Ukraine has accused Moscow of forcibly removing hundreds of thousands of civilians from shattered Ukrainian cities to Russia to pressure Kyiv to give up, while president Volodymyr Zelensky urged his country to keep up its military defence and not stop “even for a minute”.
Lyudmyla Denisova, Ukraine’s ombudsman, said 402,000 people, including 84,000 children, had been taken against their will into Russia, where some may be used as “hostages” to pressure Kyiv to surrender.
The Kremlin gave nearly identical numbers for those who have been relocated, but said they wanted to go to Russia.
Ukraine’s rebel-controlled eastern regions are predominantly Russian-speaking, and many people there have supported close ties to Moscow.
With the war heading into a second month, the two sides traded heavy blows in what has become a devastating war of attrition.
Ukraine’s navy said it sank a large Russian landing ship near the port city of Berdyansk that had been used to bring in armoured vehicles.
Russia claimed to have taken the eastern town of Izyum after fierce fighting.
Mr Zelensky used his nightly video address to rally Ukrainians to “move toward peace, move forward”.
“With every day of our defence, we are getting closer to the peace that we need so much. We can’t stop even for a minute, for every minute determines our fate, our future, whether we will live.”
He said thousands of people, including 128 children, have died in the first month of the war.
Across the country, 230 schools and 155 nurseries have been destroyed. Cities and villages “lie in ashes”, he said.
At an emergency Nato summit in Brussels on Thursday, Mr Zelensky pleaded with the western allies via video for planes, tanks, rockets, air defence systems and other weapons, saying his country is “defending our common values”.
US president Joe Biden, in Europe for the summit and other high-level meetings, gave assurances that more aid was on the way, though it appeared unlikely the West would give Mr Zelensky everything he wanted, for fear of triggering a much wider war.

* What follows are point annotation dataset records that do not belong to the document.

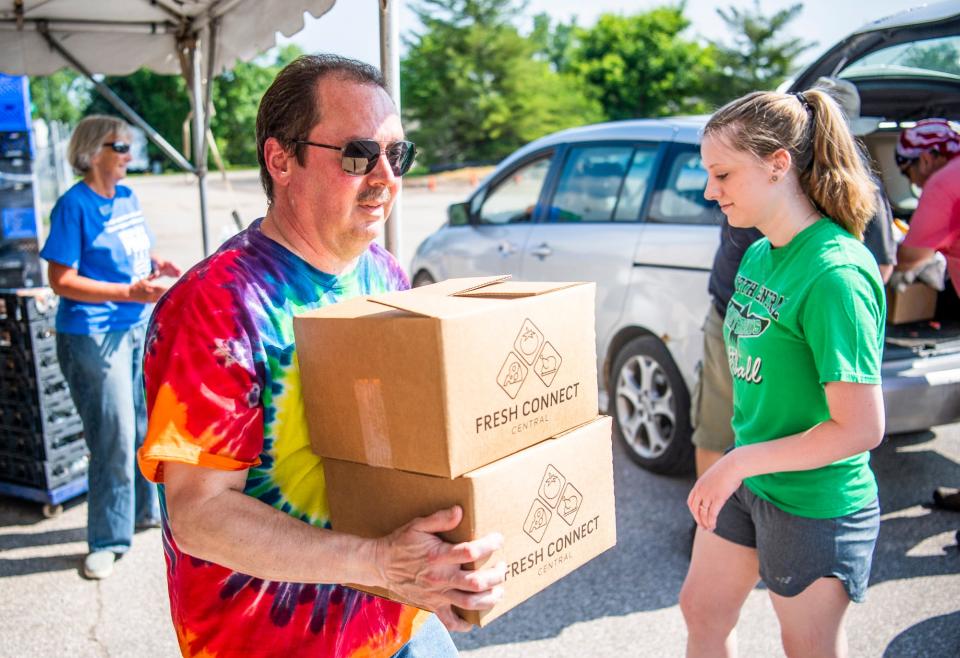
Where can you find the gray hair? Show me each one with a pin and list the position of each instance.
(88, 138)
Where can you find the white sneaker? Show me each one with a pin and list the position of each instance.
(98, 565)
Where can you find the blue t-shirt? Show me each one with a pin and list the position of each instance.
(103, 239)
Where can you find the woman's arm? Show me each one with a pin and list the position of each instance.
(66, 282)
(856, 424)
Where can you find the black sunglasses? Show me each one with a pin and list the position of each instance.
(904, 165)
(118, 147)
(359, 156)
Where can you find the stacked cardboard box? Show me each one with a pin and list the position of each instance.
(477, 392)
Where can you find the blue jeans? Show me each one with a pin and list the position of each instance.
(105, 374)
(431, 641)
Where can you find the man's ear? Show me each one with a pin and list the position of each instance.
(279, 161)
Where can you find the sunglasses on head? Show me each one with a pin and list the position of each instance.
(904, 164)
(359, 157)
(118, 147)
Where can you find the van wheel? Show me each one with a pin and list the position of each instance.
(650, 406)
(422, 278)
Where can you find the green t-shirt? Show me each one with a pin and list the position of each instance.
(802, 315)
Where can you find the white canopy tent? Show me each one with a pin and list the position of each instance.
(196, 38)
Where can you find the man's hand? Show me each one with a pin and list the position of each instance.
(420, 567)
(145, 292)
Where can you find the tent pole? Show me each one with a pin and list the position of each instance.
(118, 103)
(390, 67)
(199, 145)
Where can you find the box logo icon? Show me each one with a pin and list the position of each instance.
(554, 492)
(513, 372)
(547, 364)
(551, 485)
(537, 520)
(528, 342)
(570, 501)
(530, 349)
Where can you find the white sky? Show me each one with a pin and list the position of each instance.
(351, 28)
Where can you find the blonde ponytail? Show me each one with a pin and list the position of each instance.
(837, 179)
(810, 126)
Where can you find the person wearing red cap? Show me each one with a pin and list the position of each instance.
(927, 155)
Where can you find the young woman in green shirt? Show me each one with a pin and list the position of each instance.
(795, 502)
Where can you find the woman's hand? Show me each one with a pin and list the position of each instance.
(144, 291)
(711, 491)
(163, 268)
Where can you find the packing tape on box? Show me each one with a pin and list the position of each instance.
(373, 422)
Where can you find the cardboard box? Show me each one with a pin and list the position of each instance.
(916, 302)
(553, 503)
(446, 378)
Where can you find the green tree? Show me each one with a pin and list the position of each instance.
(161, 100)
(640, 65)
(60, 96)
(554, 40)
(236, 99)
(473, 88)
(759, 57)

Around the capital, Kyiv, and other areas, Ukrainian defenders have fought Moscow’s ground troops to a near-stalemate, raising fears that a frustrated Russian president Vladimir Putin will resort to chemical, biological or nuclear weapons.

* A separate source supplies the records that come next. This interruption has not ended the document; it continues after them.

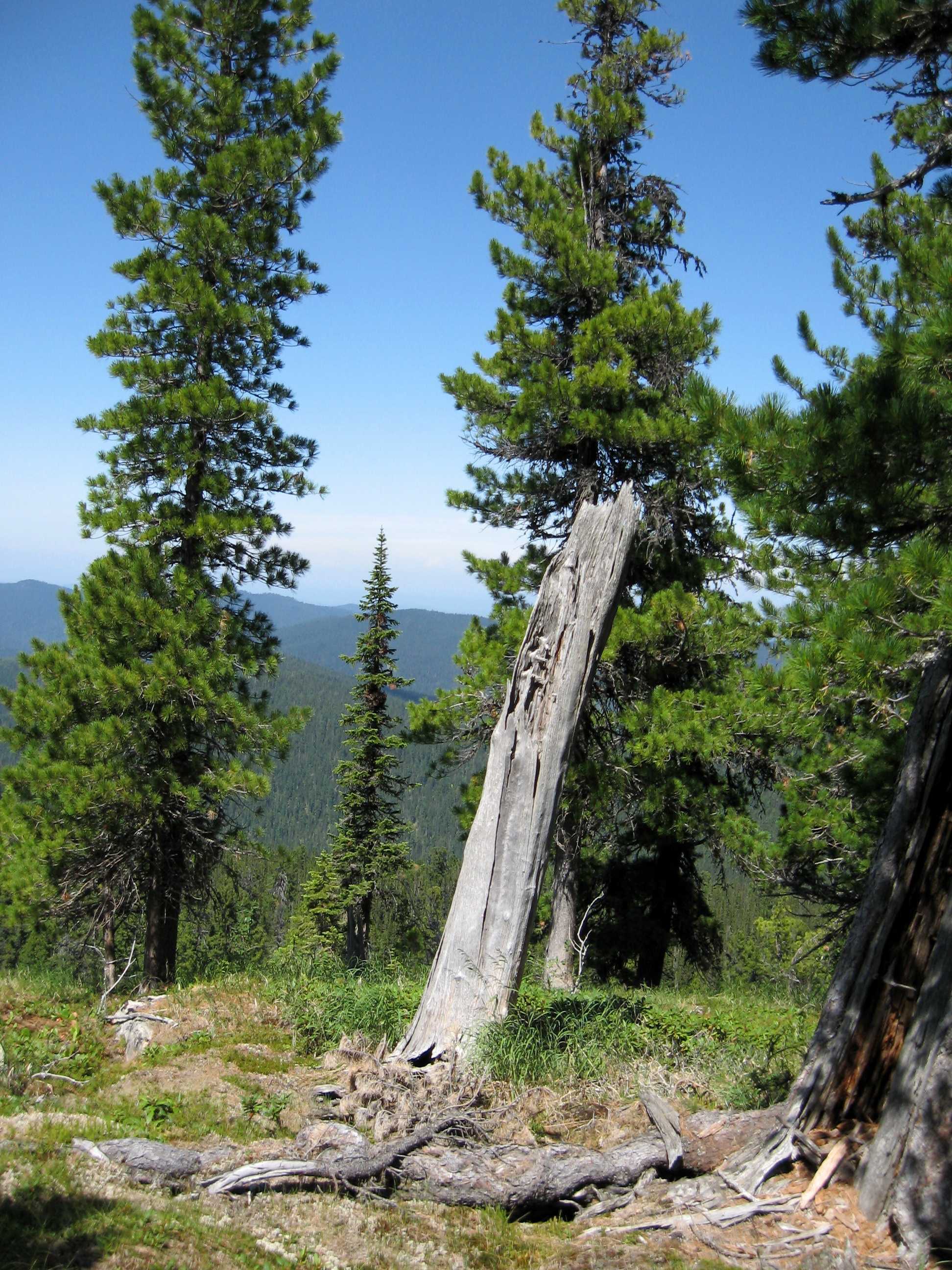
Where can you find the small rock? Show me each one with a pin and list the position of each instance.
(155, 1161)
(328, 1134)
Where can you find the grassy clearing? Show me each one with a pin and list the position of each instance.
(239, 1067)
(730, 1050)
(736, 1048)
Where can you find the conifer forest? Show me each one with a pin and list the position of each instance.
(610, 928)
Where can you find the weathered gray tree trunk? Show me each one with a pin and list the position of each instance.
(882, 1048)
(559, 972)
(481, 955)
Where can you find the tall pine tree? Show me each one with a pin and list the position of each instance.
(851, 489)
(160, 647)
(368, 844)
(584, 389)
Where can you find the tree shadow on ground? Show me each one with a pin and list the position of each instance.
(42, 1228)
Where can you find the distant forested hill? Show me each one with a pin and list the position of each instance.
(425, 649)
(28, 610)
(312, 633)
(301, 806)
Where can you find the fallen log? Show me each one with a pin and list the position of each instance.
(522, 1180)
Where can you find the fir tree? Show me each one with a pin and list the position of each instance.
(160, 647)
(368, 844)
(586, 391)
(851, 489)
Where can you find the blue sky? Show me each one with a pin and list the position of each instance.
(426, 89)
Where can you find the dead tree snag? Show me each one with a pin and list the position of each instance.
(882, 1048)
(483, 951)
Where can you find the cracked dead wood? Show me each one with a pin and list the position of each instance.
(522, 1180)
(481, 955)
(882, 1048)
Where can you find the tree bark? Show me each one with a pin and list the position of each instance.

Mr Biden also announced the US would welcome up to 100,000 Ukrainian refugees, though he said many would probably prefer to stay closer to home, and provide an additional one billion dollars (£760 million) in food, medicine, water and other supplies.
The western leaders spent Thursday crafting the next steps to counter Russia’s month-old invasion and huddling over how they might respond should Mr Putin deploy chemical, biological or even a nuclear weapon.
They met in a trio of emergency summits that had them shuttling across Brussels for back-to-back-to-back meetings of Nato, G7 and the 27-member European Council.
Mr Biden, in an early evening news conference after the meetings, warned that a chemical attack by Russia “would trigger a response in kind”.
However, a White House official said later that did not imply any shift in the US position against direct military action in Ukraine.
Mr Biden and Nato allies have stressed that the US and Nato would not put troops on the ground in Ukraine.
Mr Zelensky, while thankful for the newly promised help, made clear to the western allies he needed far more than they are currently willing to give.
“One per cent of all your planes, 1% of all your tanks,” Mr Zelensky asked members of the Nato alliance.
“We can’t just buy those. When we will have all this, it will give us, just like you, 100% security.”